Building a better Turing tarpit
In Issue 3.3, I presented a proof-of-concept Ruby implementation of the Brainfuck programming language and challenged Practicing Ruby readers to improve upon it. After receiving several patches that helped move things along, I sat down once again to clean up the code even further. What I came to realize as I worked on my revisions is that the refactoring process is very similar to climbing a spiral staircase. Each structural change to the code simultaneously left the project back where it started along one vector while moving it forward along another.

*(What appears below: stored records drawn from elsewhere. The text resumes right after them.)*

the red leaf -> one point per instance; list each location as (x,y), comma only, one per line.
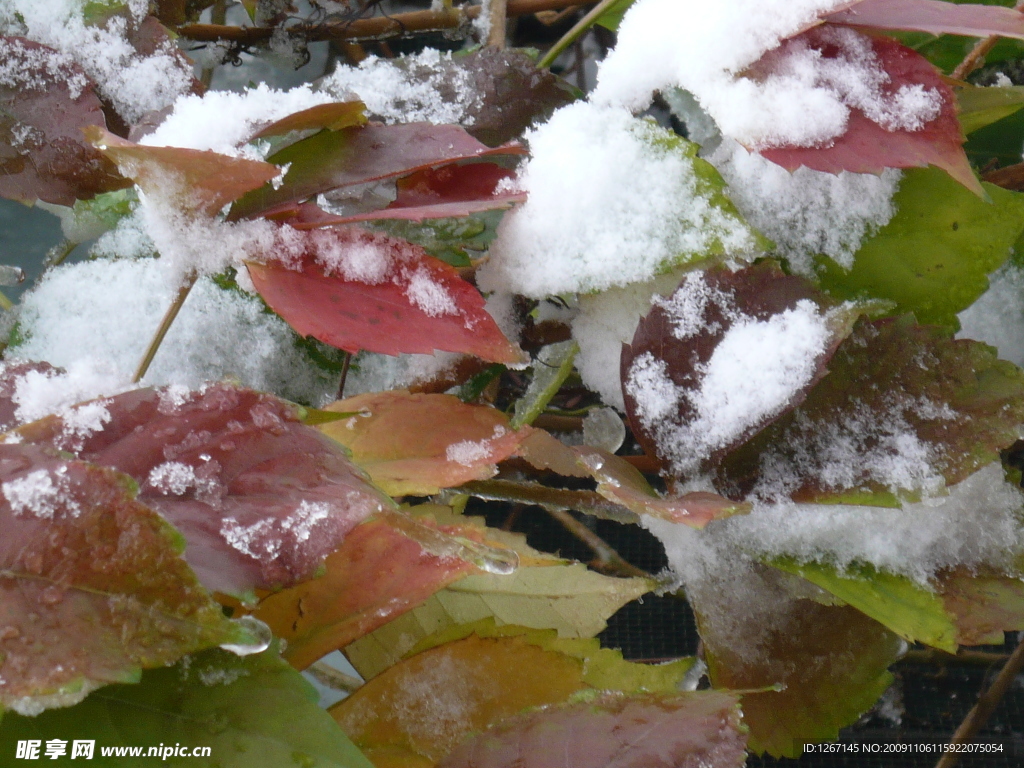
(354,156)
(700,728)
(868,147)
(933,16)
(260,498)
(92,584)
(376,574)
(42,152)
(432,194)
(200,179)
(358,290)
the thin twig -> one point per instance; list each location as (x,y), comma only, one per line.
(497,14)
(976,57)
(165,326)
(569,37)
(987,702)
(366,29)
(588,502)
(607,561)
(344,375)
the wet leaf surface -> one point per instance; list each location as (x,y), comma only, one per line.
(254,712)
(45,101)
(401,301)
(260,498)
(92,584)
(656,731)
(867,146)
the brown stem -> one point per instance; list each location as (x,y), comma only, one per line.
(976,57)
(607,561)
(497,12)
(165,326)
(987,702)
(366,29)
(588,502)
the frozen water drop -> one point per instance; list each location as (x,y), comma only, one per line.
(262,637)
(603,428)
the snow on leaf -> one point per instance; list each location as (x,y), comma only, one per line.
(331,160)
(545,593)
(428,702)
(198,179)
(620,481)
(903,412)
(453,190)
(984,603)
(660,731)
(725,355)
(419,443)
(333,116)
(252,712)
(915,613)
(827,663)
(92,584)
(378,573)
(260,498)
(357,290)
(934,256)
(871,141)
(933,16)
(45,100)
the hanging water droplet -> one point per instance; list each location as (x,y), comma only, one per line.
(260,633)
(603,428)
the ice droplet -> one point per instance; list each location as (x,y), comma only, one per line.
(603,428)
(262,637)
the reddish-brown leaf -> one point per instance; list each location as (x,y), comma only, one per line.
(701,728)
(984,604)
(45,101)
(260,498)
(419,443)
(376,574)
(432,194)
(933,16)
(867,147)
(200,180)
(358,290)
(353,156)
(92,584)
(828,663)
(676,344)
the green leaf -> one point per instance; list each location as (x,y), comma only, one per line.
(253,712)
(543,593)
(915,613)
(933,258)
(981,107)
(550,370)
(904,411)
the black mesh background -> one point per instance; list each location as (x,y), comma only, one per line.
(933,697)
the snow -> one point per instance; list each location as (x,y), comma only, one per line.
(997,316)
(754,372)
(133,83)
(795,97)
(807,212)
(610,203)
(423,87)
(605,322)
(97,317)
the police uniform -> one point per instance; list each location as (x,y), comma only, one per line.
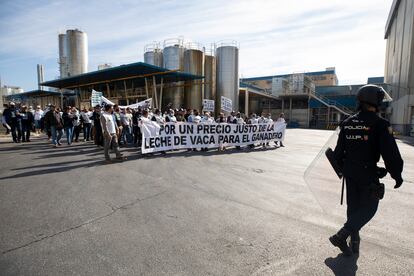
(363,138)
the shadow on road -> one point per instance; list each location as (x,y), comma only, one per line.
(342,265)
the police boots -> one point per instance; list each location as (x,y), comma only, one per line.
(339,240)
(354,244)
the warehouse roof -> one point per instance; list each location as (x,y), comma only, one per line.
(317,73)
(134,71)
(391,15)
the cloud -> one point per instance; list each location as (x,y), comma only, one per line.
(275,36)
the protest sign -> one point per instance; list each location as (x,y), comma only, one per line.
(226,104)
(170,136)
(96,98)
(208,105)
(104,101)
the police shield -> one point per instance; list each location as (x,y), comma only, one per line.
(391,226)
(323,181)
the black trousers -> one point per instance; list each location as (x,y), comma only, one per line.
(76,131)
(361,205)
(16,130)
(26,128)
(99,139)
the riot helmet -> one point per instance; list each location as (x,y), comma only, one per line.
(372,95)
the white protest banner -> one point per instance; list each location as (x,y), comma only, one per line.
(143,104)
(170,136)
(226,104)
(105,101)
(208,105)
(96,98)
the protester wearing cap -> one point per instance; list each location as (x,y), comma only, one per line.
(170,118)
(110,130)
(38,115)
(96,118)
(54,122)
(27,120)
(13,119)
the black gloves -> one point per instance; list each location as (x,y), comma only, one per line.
(398,183)
(381,172)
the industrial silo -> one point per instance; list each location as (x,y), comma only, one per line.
(77,52)
(227,74)
(63,67)
(173,59)
(153,54)
(194,64)
(209,75)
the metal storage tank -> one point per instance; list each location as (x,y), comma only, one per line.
(194,64)
(209,76)
(63,67)
(153,55)
(77,52)
(173,59)
(227,70)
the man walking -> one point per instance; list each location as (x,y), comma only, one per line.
(110,130)
(363,138)
(13,119)
(54,122)
(27,120)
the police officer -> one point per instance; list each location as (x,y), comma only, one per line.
(363,138)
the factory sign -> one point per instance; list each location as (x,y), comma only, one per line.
(208,105)
(226,104)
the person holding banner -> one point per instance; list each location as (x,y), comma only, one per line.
(136,116)
(96,118)
(238,120)
(221,120)
(253,121)
(281,119)
(171,117)
(110,129)
(143,120)
(126,121)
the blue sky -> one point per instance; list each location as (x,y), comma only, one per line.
(276,37)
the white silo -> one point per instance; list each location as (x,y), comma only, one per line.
(63,66)
(153,54)
(227,73)
(77,52)
(194,64)
(173,59)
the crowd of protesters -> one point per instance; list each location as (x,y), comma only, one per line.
(109,127)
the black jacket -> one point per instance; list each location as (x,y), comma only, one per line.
(27,118)
(363,138)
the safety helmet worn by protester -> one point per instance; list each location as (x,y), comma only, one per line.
(372,95)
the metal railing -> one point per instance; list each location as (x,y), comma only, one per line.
(331,103)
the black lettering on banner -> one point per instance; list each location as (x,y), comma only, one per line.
(187,135)
(186,129)
(169,129)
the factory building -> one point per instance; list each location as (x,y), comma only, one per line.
(124,85)
(218,64)
(40,97)
(399,65)
(310,100)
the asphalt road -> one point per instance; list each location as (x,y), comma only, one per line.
(64,212)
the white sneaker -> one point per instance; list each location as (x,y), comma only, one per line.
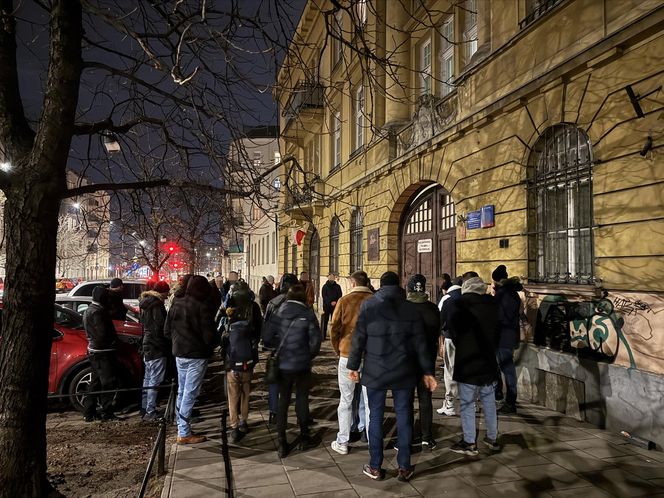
(342,449)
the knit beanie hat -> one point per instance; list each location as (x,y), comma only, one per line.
(417,283)
(389,278)
(474,285)
(500,273)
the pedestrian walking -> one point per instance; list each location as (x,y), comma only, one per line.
(102,343)
(240,345)
(342,325)
(331,292)
(266,293)
(389,345)
(287,281)
(430,316)
(509,312)
(474,322)
(448,351)
(190,326)
(156,348)
(294,332)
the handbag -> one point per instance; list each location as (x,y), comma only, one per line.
(272,364)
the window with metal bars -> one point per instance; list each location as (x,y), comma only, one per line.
(334,246)
(356,240)
(421,219)
(560,206)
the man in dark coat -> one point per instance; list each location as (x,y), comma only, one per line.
(431,319)
(331,293)
(156,348)
(389,338)
(509,311)
(474,323)
(102,343)
(118,310)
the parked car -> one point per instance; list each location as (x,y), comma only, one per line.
(132,289)
(70,371)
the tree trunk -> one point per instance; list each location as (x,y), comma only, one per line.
(31,225)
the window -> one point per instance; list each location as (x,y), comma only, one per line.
(334,246)
(425,67)
(447,56)
(470,29)
(359,109)
(356,240)
(336,139)
(560,205)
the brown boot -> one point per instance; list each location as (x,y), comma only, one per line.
(192,439)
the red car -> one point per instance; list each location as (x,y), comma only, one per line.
(70,371)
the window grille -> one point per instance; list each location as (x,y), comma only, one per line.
(560,202)
(334,246)
(356,240)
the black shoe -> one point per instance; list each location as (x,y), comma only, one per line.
(507,409)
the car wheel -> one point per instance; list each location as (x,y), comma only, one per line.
(78,387)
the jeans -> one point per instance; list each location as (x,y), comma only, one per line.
(239,389)
(448,372)
(103,378)
(190,379)
(468,393)
(505,357)
(302,381)
(403,407)
(155,370)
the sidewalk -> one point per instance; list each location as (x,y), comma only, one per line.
(545,454)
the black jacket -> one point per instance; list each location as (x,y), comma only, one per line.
(431,319)
(474,319)
(509,308)
(153,318)
(331,291)
(296,325)
(118,310)
(99,329)
(191,329)
(390,337)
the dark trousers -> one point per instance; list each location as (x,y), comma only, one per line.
(426,411)
(302,381)
(506,363)
(104,378)
(403,407)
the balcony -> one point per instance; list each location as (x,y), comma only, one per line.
(304,106)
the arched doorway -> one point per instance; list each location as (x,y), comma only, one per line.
(427,236)
(314,261)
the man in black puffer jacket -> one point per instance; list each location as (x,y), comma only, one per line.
(431,320)
(389,337)
(156,348)
(102,343)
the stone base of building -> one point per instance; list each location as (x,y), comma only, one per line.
(609,396)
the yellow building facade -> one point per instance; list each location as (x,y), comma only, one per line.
(448,136)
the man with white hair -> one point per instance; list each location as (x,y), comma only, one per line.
(474,322)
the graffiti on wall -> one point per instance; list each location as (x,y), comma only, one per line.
(619,328)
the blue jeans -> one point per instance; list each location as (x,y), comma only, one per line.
(190,379)
(155,370)
(505,359)
(468,393)
(403,407)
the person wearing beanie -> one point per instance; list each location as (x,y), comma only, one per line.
(473,322)
(102,355)
(447,352)
(118,310)
(390,344)
(430,316)
(156,348)
(509,308)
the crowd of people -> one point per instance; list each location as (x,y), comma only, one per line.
(385,340)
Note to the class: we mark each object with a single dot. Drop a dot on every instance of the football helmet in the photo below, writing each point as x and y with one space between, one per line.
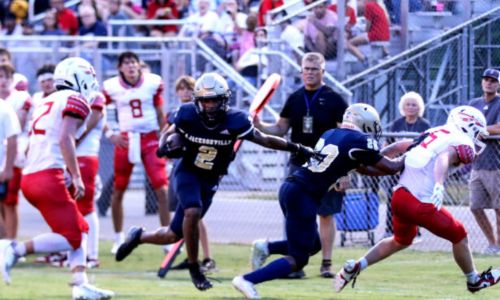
363 117
76 74
211 97
471 122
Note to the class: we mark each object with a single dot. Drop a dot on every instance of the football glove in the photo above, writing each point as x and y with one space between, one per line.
438 196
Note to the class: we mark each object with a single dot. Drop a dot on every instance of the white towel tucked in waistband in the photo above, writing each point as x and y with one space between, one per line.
134 147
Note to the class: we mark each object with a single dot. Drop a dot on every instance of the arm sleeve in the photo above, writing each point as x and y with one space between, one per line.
158 97
76 108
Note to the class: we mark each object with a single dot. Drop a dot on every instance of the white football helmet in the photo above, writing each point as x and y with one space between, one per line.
76 74
471 122
363 117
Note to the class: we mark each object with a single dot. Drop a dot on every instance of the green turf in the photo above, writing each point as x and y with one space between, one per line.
408 275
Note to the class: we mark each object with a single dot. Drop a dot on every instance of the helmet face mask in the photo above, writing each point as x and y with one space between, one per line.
471 122
364 118
76 74
211 96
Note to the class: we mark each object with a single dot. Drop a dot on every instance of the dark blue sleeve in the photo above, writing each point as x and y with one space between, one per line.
365 150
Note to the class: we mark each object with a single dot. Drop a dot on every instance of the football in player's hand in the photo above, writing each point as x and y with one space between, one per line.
173 147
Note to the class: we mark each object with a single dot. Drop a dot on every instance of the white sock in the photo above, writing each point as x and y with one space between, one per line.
93 240
78 257
50 242
119 237
472 277
80 278
20 249
363 263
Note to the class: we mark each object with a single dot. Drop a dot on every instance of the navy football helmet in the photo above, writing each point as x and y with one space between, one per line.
211 97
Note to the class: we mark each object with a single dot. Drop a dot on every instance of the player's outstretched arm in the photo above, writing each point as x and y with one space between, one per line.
278 143
68 149
384 166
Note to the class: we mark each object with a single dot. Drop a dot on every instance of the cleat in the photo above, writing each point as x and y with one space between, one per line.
183 265
326 272
260 253
8 259
348 273
486 279
93 263
131 242
245 287
208 266
198 278
86 291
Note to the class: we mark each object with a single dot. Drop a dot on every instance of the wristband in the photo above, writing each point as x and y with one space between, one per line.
109 133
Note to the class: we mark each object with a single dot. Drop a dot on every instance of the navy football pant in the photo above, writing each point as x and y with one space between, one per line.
191 191
299 209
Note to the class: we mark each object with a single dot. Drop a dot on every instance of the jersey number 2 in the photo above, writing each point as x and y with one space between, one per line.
35 130
136 106
205 157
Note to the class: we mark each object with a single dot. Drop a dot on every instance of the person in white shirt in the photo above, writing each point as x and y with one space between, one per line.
57 123
20 101
9 130
418 198
139 101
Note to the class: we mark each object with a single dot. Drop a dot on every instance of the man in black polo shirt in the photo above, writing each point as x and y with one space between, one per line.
484 185
309 111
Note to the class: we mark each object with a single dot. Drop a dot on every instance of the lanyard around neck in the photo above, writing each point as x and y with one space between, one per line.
309 102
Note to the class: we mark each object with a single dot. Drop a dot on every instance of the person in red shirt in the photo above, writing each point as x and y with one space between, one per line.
265 6
66 18
350 14
162 10
377 29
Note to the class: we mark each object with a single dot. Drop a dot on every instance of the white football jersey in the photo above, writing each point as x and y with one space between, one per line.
137 104
418 174
44 149
20 100
90 143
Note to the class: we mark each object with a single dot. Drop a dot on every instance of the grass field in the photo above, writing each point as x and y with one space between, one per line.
408 275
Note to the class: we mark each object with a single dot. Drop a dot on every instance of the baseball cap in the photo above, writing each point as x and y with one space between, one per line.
492 73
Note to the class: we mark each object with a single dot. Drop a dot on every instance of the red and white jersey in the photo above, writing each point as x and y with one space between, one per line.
418 174
89 145
136 104
19 82
20 101
44 149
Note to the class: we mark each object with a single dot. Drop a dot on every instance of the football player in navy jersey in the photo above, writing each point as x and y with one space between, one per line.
209 129
352 146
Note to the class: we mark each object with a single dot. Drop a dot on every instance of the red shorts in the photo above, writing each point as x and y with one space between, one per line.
89 165
408 213
154 166
13 188
46 191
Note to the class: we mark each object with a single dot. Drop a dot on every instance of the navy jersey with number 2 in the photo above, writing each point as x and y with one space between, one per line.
342 150
210 150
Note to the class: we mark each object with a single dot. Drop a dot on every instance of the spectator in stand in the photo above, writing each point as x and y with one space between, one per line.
411 108
50 25
91 26
231 26
249 62
201 21
264 7
484 185
320 32
66 18
350 15
162 10
247 37
377 29
20 82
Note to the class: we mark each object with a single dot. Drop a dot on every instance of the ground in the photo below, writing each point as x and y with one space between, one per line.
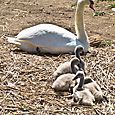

Because we often look at the merits of a given refactoring technique within the context of a single transition from worse code to better code, it’s easy to mistakenly assume that the refactoring process is much more linear than it actually is. In this article, I’ve tried to capture a much wider angle view of how refactoring really works in the wild. The end result is a story which I hope will spark some good discussions about how we can improve our code quality over time.
Prologue. Everything has to start somewhere
I decided to name my interpreter Turing Tarpit, because that term is perfectly apt for describing languages like Brainfuck. In a nutshell, the term refers to any language which is infinitely flexible, yet nearly impossible to use for anything practical. It turns out that building this sort of mind trap for programmers is quite easy to do.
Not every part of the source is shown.